Khalid fought many battles than any other person in the Muslim army and worn them all although his adversaries were better equipped. He acquired more wealth especially from the Persian and Roman generals but he distributed it all in his generosity and it did not last long. He remained unconquered in more than a hundred battles.

He was congratulated by Bakr because of his success and was later allowed to Byzantine in Syria where he was supposed to instruct the Islamic armies in 634 A.D. Under his command, the Muslims were able to attack the army for the Romans. He had many wives and children and his house hold was full of slaves and servants who relied on him. He also gave gifts and tokens to his best soldiers and so his wealth never stayed for long (Akram 69).
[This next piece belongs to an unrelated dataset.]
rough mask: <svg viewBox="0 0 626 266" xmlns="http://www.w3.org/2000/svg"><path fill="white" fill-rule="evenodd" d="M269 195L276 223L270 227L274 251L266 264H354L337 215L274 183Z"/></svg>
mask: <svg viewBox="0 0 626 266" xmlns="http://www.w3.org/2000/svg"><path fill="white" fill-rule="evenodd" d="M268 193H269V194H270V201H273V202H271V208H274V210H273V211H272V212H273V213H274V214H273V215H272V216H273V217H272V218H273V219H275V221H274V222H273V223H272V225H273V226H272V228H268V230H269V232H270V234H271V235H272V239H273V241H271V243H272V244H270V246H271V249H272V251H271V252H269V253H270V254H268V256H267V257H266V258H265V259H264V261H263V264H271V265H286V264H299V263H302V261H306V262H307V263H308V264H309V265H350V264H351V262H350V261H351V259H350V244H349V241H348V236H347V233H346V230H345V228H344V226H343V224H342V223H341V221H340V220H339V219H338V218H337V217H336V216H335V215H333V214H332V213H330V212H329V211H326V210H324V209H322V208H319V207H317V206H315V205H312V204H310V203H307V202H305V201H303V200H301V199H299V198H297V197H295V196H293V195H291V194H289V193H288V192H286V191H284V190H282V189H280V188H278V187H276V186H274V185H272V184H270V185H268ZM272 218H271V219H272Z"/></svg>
Khalid ibn al-Walid is perhaps one of the most respected, honored and recognized military leaders of the early years during the Islamic expansion. His burial tomb in the city of Hims in Syria was rebuilt in the 19th century and a huge mosque and a learning centre were built there in his memory. He is believed to be one of the most important assistants and commanders of the prophet (Mehar 90).

Works Cited

Mehar, Ahmed. Al-Islam: Inception to Conclusion. Bloomington, IN: 1stBooks, 2003. Print.

Akram, Ahmed. The sword of Allah, Khalid Bin Waleed. GrandeStrategy.com . Aug. 1969. Web.

Miller, Frederic, Vendome, Agnes, and Mcbrewster, John. Khalid Ibn Al-Walid . New York: VDM Publishing House, 2009. Print.

Nicolle David. The Great Islamic Conquests AD 632-750. Oxford: Osprey Publishing, 2009. Print.